About Winter’s Gift
Author: Sean Michael
Word Count: 20900
Page Count (pdf): 81
Date Published: February 20, 2017
Publisher: Sean Michael
Series name and number: n/a
Badly disfigured, Geoff lives alone in the woods with only his wolf as companion. It’s a solitary life, but one he is comfortable with. When he discovers a fairy with an injured wing at the beginning of winter, his whole ordered world is turned upside down. But will Mauve be horrified by his rescuer’s visage? Or can the fairy look beyond the scars and see into Geoff’s heart?
Originally published in the Bus Stories anthology and as a stand alone with another publisher.
Winter was coming. There was no doubt about it, not with the smell of snow and the taste of frost weighing heavy on the air. Just yesterday the woods were still full of the dust and color and crackle of falling leaves. Tomorrow night, the day after at the latest, and the touch of Father Winter would come, silencing the song of Spring and forcing all to sleep.
Geoff sighed and settled the pheasants on his shoulders. There was enough food to last him through the hard freeze — he’d taken a bear only a week ago and two bucks the week before that. If luck was with him, he’d find a wild pig before hunting became problematic and then he and Wolf could be well settled, even for a long winter.
The pheasants had led Geoff on a merry chase, pulling him farther from his territory than he liked, but, as always, the trees and the sun guided him home.
They were close, he could hear the creek, smell the vague whispers of smoked meat and stored grain and fermenting apples overlaid with sap and pine and ancient soil.
Wolf was searching, sniffing the ground and the air, silver brow furrowing. Geoff stopped, sniffing himself, eyes sharp as his eyes hunted for something off, something not right, something invading their space.
Wolf found it first, barking sharply beside the bank of the creek, a low, confused growl calling him to come and look, come see. Something rested, crumpled and still along the steep bank, fallen and somehow caught in the newly exposed roots.
They watched it for a moment — it was purple, lots of purples, as if formed from cloth dyed by a newly and baldy trained apprentice weaver.
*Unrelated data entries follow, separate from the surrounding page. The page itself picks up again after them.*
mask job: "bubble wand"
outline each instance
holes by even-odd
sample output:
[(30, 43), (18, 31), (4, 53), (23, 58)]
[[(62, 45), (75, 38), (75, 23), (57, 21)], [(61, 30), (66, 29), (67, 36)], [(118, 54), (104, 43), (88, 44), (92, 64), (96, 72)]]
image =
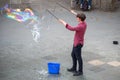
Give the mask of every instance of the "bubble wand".
[(48, 11), (55, 19), (59, 20), (59, 18), (58, 18), (57, 16), (55, 16), (52, 12), (50, 12), (48, 9), (47, 9), (47, 11)]
[(69, 9), (67, 9), (66, 7), (64, 7), (64, 6), (61, 5), (61, 4), (59, 4), (59, 3), (57, 3), (57, 4), (58, 4), (59, 6), (61, 6), (62, 8), (66, 9), (67, 11), (71, 12), (72, 14), (77, 15), (77, 13), (76, 13), (74, 10), (69, 10)]

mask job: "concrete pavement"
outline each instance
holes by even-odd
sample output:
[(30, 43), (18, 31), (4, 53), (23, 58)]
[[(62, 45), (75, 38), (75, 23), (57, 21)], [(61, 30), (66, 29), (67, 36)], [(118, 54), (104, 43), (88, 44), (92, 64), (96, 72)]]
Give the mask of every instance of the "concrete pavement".
[[(40, 41), (33, 40), (25, 24), (0, 16), (0, 80), (119, 80), (120, 78), (120, 10), (93, 10), (87, 15), (87, 32), (83, 47), (84, 75), (74, 77), (66, 71), (71, 67), (74, 32), (68, 31), (46, 9), (70, 25), (76, 18), (68, 0), (31, 0), (31, 7), (41, 19)], [(77, 13), (81, 12), (76, 11)], [(59, 75), (47, 73), (48, 62), (61, 64)]]

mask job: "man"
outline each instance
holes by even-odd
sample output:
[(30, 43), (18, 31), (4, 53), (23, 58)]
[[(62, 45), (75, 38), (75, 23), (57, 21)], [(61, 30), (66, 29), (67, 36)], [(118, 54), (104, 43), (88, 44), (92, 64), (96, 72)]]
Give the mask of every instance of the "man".
[[(72, 65), (72, 68), (67, 69), (69, 72), (74, 72), (73, 76), (79, 76), (83, 74), (83, 61), (81, 56), (81, 49), (84, 45), (84, 34), (87, 28), (87, 24), (85, 22), (85, 19), (86, 19), (85, 14), (83, 13), (76, 14), (76, 19), (79, 22), (79, 24), (76, 27), (72, 27), (62, 19), (59, 19), (59, 21), (68, 30), (75, 31), (73, 50), (71, 53), (73, 65)], [(77, 70), (77, 61), (78, 61), (78, 67), (79, 67), (78, 70)]]

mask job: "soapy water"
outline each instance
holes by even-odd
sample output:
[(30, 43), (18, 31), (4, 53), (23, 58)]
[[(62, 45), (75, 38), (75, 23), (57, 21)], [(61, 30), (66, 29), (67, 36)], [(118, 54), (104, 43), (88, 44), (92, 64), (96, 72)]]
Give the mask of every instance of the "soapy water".
[(60, 80), (61, 76), (58, 74), (49, 74), (47, 70), (41, 69), (37, 71), (39, 73), (39, 80)]

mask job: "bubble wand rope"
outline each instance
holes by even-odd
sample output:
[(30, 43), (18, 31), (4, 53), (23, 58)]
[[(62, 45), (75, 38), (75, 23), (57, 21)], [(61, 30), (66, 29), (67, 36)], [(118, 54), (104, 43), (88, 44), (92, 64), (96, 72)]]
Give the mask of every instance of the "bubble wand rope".
[(55, 16), (52, 12), (50, 12), (48, 9), (47, 9), (47, 11), (48, 11), (55, 19), (59, 20), (59, 18), (58, 18), (57, 16)]
[(59, 4), (59, 3), (56, 3), (56, 4), (58, 4), (60, 7), (64, 8), (64, 9), (66, 9), (67, 11), (71, 12), (72, 14), (77, 15), (77, 13), (74, 10), (69, 10), (66, 7), (64, 7), (63, 5)]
Geoff thought maybe it was a tree sprite, perhaps one of the Summer children lost from the deep forests where men with sense knew not to go.
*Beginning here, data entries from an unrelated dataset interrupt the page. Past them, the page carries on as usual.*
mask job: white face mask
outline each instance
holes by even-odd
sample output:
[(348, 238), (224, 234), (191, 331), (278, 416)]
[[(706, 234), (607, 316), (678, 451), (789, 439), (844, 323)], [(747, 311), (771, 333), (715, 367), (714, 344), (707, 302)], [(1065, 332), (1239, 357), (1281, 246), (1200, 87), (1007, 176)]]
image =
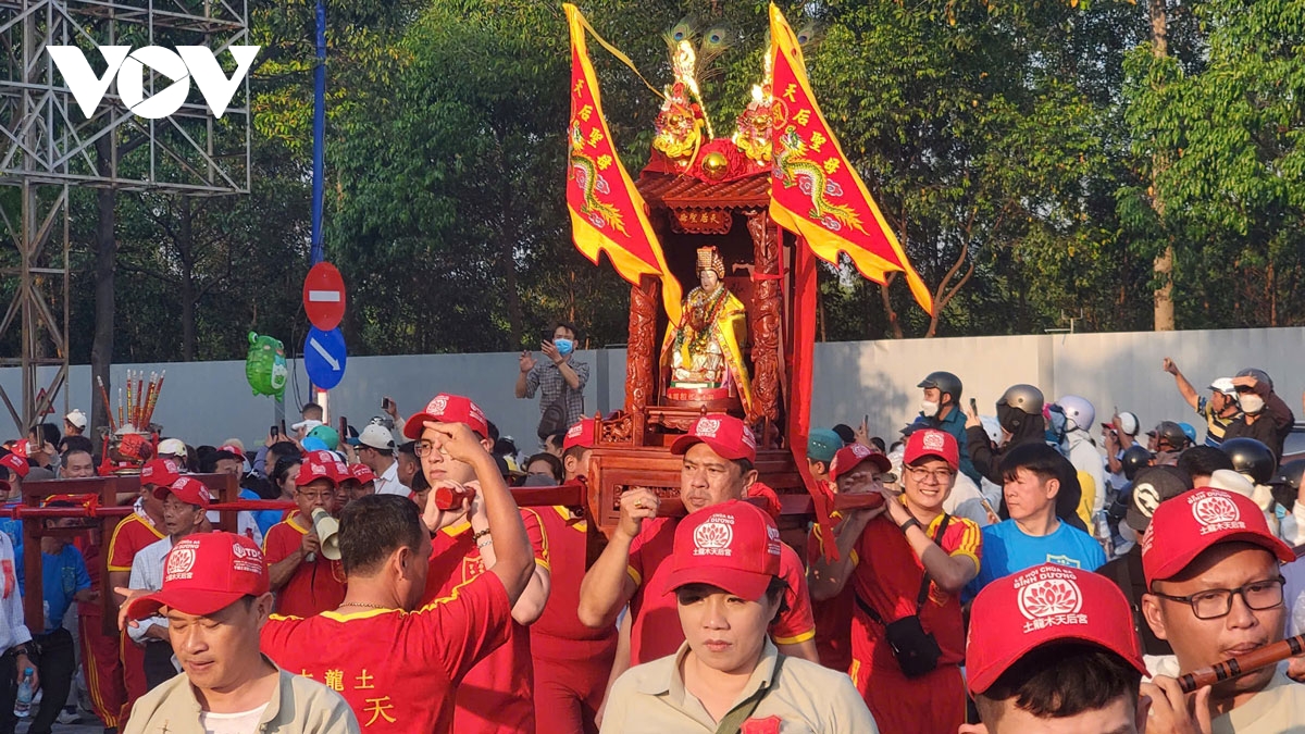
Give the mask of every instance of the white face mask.
[(1138, 533), (1128, 522), (1120, 522), (1120, 538), (1126, 543), (1135, 543), (1138, 542)]

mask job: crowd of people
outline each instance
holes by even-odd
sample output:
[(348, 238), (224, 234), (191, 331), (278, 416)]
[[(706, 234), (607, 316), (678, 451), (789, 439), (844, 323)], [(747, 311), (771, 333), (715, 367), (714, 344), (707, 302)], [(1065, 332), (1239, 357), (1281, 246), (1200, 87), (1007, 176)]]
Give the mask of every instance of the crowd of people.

He really hoped it was dead, otherwise he’d have to go rescue it and he’d heard they bit.
Of course, if they really were poisonous, he couldn’t just leave it near the creek. What if it turned the water foul?
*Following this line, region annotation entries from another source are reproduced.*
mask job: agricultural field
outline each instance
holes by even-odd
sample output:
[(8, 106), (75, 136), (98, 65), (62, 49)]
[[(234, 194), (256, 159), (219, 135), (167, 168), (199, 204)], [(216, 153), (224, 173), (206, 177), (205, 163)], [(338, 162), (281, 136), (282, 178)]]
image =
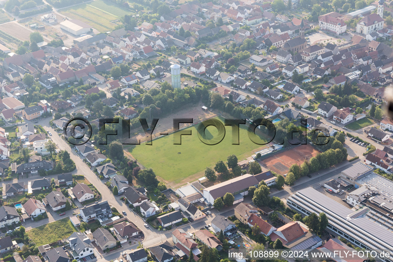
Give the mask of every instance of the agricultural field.
[[(223, 121), (222, 118), (216, 119)], [(129, 151), (145, 167), (151, 167), (160, 180), (175, 187), (203, 176), (207, 166), (213, 166), (220, 160), (226, 162), (230, 155), (235, 154), (240, 161), (253, 154), (257, 149), (266, 147), (250, 140), (245, 125), (240, 125), (239, 145), (232, 145), (230, 126), (225, 127), (226, 134), (222, 141), (214, 145), (206, 145), (199, 140), (198, 126), (196, 125), (183, 130), (191, 130), (192, 135), (182, 136), (182, 145), (173, 144), (172, 133), (153, 140), (152, 145), (134, 146)], [(217, 137), (218, 134), (215, 127), (208, 126), (205, 132), (206, 138), (211, 140)]]
[(33, 242), (40, 246), (68, 237), (75, 231), (70, 218), (67, 217), (33, 228), (27, 233)]
[(374, 122), (367, 117), (362, 118), (360, 120), (353, 122), (351, 124), (349, 124), (345, 126), (347, 128), (351, 129), (354, 131), (360, 129), (361, 128), (365, 127), (374, 124)]
[(9, 16), (6, 14), (2, 10), (0, 10), (0, 24), (3, 24), (11, 21)]
[(84, 22), (100, 32), (113, 29), (119, 23), (118, 20), (121, 16), (132, 13), (102, 0), (81, 4), (62, 9), (59, 12), (71, 19)]

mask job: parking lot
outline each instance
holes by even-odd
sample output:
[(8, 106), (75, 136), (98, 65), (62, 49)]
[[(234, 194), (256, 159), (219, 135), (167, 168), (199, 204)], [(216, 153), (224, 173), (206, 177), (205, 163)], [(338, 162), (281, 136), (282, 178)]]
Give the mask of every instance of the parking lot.
[(352, 158), (356, 156), (358, 156), (360, 158), (365, 157), (363, 156), (363, 153), (366, 152), (365, 144), (362, 147), (358, 145), (357, 143), (350, 141), (350, 138), (351, 137), (346, 137), (344, 143), (344, 147), (347, 148), (347, 152), (348, 152), (348, 158)]
[(352, 208), (352, 206), (348, 205), (347, 203), (346, 202), (342, 201), (343, 198), (346, 198), (346, 191), (341, 195), (339, 195), (336, 193), (334, 193), (334, 192), (332, 193), (329, 193), (327, 192), (325, 189), (326, 189), (323, 187), (321, 187), (318, 189), (317, 189), (317, 190), (321, 192), (322, 194), (326, 196), (327, 196), (329, 198), (339, 203), (340, 203), (343, 205), (347, 207), (349, 207), (349, 208)]
[(337, 42), (337, 40), (342, 40), (342, 37), (340, 36), (333, 36), (332, 35), (327, 35), (323, 32), (314, 33), (311, 35), (305, 36), (306, 37), (308, 37), (310, 38), (310, 42), (309, 42), (309, 44), (316, 44), (320, 40), (321, 40), (322, 43), (323, 43), (324, 41), (326, 41), (327, 42), (325, 43), (325, 44), (327, 44), (327, 42), (329, 42), (332, 44), (338, 44), (339, 43)]

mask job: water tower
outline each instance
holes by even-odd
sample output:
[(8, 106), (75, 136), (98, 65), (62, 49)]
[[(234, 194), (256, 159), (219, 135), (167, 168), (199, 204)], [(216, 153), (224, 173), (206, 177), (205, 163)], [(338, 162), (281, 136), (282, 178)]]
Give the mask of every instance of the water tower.
[(175, 64), (171, 66), (171, 74), (172, 82), (172, 87), (174, 88), (180, 88), (181, 84), (180, 81), (180, 66)]

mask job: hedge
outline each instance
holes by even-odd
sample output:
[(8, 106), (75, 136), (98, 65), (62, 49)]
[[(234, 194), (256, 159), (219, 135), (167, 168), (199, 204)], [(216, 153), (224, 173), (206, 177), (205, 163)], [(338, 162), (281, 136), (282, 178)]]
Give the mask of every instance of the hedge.
[(353, 161), (354, 160), (356, 160), (356, 159), (359, 159), (359, 156), (355, 156), (354, 158), (351, 158), (351, 159), (350, 159), (349, 160), (349, 162), (352, 162), (352, 161)]

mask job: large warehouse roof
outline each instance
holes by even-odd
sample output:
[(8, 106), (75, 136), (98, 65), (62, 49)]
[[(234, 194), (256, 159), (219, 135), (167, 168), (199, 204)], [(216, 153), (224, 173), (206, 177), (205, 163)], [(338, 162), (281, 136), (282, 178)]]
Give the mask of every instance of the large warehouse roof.
[(66, 20), (60, 23), (60, 24), (64, 26), (66, 26), (75, 31), (77, 31), (83, 28), (90, 28), (92, 27), (86, 23), (76, 20)]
Geoff looked at Wolf, who looked back with a vaguely disgusted sneer. One of them was going to have to walk down, he supposed, and look. He set the pheasants on the ground, glaring at Wolf. “Don’t touch them. I’ll be right back.”
Then he slid down the sandy bank to investigate, axe in hand.
It made no movement as he approached. Closer up he could see that it was shaped like a man, lying on its side, the purples were its skin; there wasn’t a stitch of clothing on it.
Diaphanous, gauzy wings grew from its back; they looked like they would break with a good wind; they did not look like they could hold a man-sized being aloft. And clearly, one of them was badly mangled, gauzy feathers broken, oozing gray liquid.
Geoff frowned, shaking his head when the thin chest moved, taking a shaky breath. Alive, then, and hurt.
“Can you hear me? If you can, I’m going to take you in. It’ll hurt some, so bear up.” He slid his arms beneath the slender frame and lifted gently, jostling the broken wing as little as possible.
It was slow going to reach home, with Wolf curiously sniffing and Geoff trying to carry a really rather slippery-skinned, wounded woodland spirit, four dead birds, his bow and his axe. By the time he backed into the huge, hollow series of tree trunks that made up home and hearth, darkness was falling.